Transfer learning/ retraining with TensorFlow Estimators


I have been unable to figure out how to use transfer learning/last layer retraining with the new TF Estimator API.

The Estimator requires a model_fn which contains the architecture of the network, and training and eval ops, as defined in the documentation. An example of a model_fn using a CNN architecture is here.

If I want to retrain the last layer of, for example, the inception architecture, I'm not sure whether I will need to specify the whole model in this model_fn, then load the pre-trained weights, or whether there is a way to use the saved graph as is done in the 'traditional' approach (example here).

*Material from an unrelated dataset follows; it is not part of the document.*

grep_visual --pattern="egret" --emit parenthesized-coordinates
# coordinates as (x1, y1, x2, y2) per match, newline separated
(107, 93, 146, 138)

This has been brought up as an issue, but is still open and the answers are unclear to me.


Solution

  • It is possible to load the metagraph during model definition and use SessionRunHook to load the weights from a ckpt file.

    def model(features, labels, mode, params):
        # Create the graph here
    
        return tf.estimator.EstimatorSpec(mode, 
                predictions,
                loss,
                train_op,
                training_hooks=[RestoreHook()])
    

    The SessionRunHook can be:

    class RestoreHook(tf.train.SessionRunHook):
    
        def after_create_session(self, session, coord=None):
            if session.run(tf.train.get_or_create_global_step()) == 0:
                # load weights here
    

    This way, the weights are loaded in first step and saved during training in model checkpoints.